The term “arbitrage” refers to the practice of taking advantage of a price difference between two or more markets: striking a combination of matching deals that capitalize upon the imbalance, the profit being the difference between the market prices. In other words, arbitrage means the possibility of riskless profit at zero cost.
Well, if you take a closer look at how outsourced software development works in the real world, none of the components of this last statement apply.

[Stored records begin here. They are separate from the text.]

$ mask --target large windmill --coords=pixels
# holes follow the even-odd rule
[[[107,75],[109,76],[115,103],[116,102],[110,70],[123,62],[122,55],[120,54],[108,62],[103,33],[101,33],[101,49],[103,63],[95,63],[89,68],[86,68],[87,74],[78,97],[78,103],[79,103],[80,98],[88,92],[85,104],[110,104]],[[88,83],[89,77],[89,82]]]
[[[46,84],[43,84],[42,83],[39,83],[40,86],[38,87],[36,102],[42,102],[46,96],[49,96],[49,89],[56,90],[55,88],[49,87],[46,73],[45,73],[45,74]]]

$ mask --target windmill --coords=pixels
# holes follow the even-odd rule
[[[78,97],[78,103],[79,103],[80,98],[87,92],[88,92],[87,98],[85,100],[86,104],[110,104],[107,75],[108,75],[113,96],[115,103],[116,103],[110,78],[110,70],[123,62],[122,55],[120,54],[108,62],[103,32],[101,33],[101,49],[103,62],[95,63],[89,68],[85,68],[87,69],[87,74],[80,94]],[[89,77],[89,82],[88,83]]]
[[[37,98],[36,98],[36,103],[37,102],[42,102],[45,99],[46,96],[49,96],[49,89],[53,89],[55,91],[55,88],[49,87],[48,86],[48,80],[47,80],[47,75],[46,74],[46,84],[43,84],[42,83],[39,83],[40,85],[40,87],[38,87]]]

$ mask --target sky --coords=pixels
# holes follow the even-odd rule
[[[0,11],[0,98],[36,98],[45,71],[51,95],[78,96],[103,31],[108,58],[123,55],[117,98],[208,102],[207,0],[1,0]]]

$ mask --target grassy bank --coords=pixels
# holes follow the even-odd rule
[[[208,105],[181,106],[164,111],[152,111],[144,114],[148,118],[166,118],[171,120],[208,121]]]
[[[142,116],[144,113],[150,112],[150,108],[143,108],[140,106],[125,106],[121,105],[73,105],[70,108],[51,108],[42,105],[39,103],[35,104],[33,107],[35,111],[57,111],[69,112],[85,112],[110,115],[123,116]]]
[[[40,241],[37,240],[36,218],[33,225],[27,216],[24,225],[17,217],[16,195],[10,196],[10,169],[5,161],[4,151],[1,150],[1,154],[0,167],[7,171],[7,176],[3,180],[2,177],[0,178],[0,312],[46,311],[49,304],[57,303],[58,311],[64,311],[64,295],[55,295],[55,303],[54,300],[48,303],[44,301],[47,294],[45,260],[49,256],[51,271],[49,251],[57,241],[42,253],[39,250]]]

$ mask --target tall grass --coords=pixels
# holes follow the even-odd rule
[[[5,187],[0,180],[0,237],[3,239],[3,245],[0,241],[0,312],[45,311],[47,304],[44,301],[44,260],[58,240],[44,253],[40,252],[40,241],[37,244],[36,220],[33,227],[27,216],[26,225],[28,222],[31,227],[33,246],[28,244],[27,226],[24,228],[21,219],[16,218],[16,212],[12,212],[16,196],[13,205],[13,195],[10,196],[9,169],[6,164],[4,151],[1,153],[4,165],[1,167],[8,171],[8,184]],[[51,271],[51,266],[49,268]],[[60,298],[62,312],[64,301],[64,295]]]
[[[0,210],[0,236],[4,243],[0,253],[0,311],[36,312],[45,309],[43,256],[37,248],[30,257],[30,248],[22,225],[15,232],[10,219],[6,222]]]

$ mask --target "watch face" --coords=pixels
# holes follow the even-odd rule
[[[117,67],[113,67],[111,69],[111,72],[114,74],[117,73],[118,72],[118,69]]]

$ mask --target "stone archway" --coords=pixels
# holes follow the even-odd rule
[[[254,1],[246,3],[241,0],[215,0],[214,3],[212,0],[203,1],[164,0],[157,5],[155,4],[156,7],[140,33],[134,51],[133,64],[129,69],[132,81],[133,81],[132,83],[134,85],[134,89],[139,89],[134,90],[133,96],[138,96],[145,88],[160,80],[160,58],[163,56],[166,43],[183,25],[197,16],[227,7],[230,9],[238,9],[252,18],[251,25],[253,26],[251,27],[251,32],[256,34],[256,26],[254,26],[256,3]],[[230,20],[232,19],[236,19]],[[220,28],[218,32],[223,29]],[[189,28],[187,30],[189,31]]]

First, let’s take a look at the profit part. True, companies typically try to leverage the difference in the costs of IT labor between various geographies, and in some cases this results in reduced costs. However, it is no secret that many, if not most, companies fail to realize expected cost savings from outsourced software development, if there have been any savings at all. Besides, the drivers for engaging in outsourcing vary from company to company: sometimes clients simply can’t ramp up their teams quickly enough, or can’t find particular skill sets, without going to an outsourcing partner. In other words, the “profit” (cost savings) from using software outsourcing is far from guaranteed, and, unlike trading, it is not necessarily the main driver behind outsourcing in the first place.
Which brings us to the other part of the statement: risklessness. Unlike commodities, e.g. cane sugar or copper, all IT labor is not created equal. When you are outsourcing software development, you are not simply swapping your local IT talent for remote developers, just as you would swap out a hard drive in your computer. Differences in knowledge, technical skills, productivity, communication, and culture can and do significantly impact outcomes of development projects. Furthermore, for example, if an ISV brings in a provider to help with their product development, and the provider’s remote team fails to deliver outright, or the project runs late and disrupts the client’s product release schedule, the market can punish the company with reduced customer loyalty and revenue shortfalls. In that case, even if the cost savings on development are in fact realized, they are hardly worth it to the client. In short, outsourcing your application development is anything but riskless.
On to the final part of the formula: zero cost. It is obvious that outsourcing generates additional costs on top of the labor wage rates. Companies that set up captive operations in cheaper geographies have to take care of the administrative and management overhead associated with running a separate facility in that particular country, and that’s just the beginning. Even clients who hire outsourcing providers still need to set up a governance infrastructure and assign resources to manage the relationship and guide the vendor’s work in order to ensure desirable outcomes. Experienced buyers understand that providers’ rate cards are not necessarily indicative of the relative cost of doing business with this or that outsourcing firm.
So I suggest that we drop the term “labor arbitrage” from discussions of software development outsourcing, altogether. Strictly speaking, it is not applicable. Software development in general, and outsourced development in particular, is a highly complex endeavor with many factors and variables in play, and reducing the discourse to the terms more suitable to commodity trading doesn’t do us any good.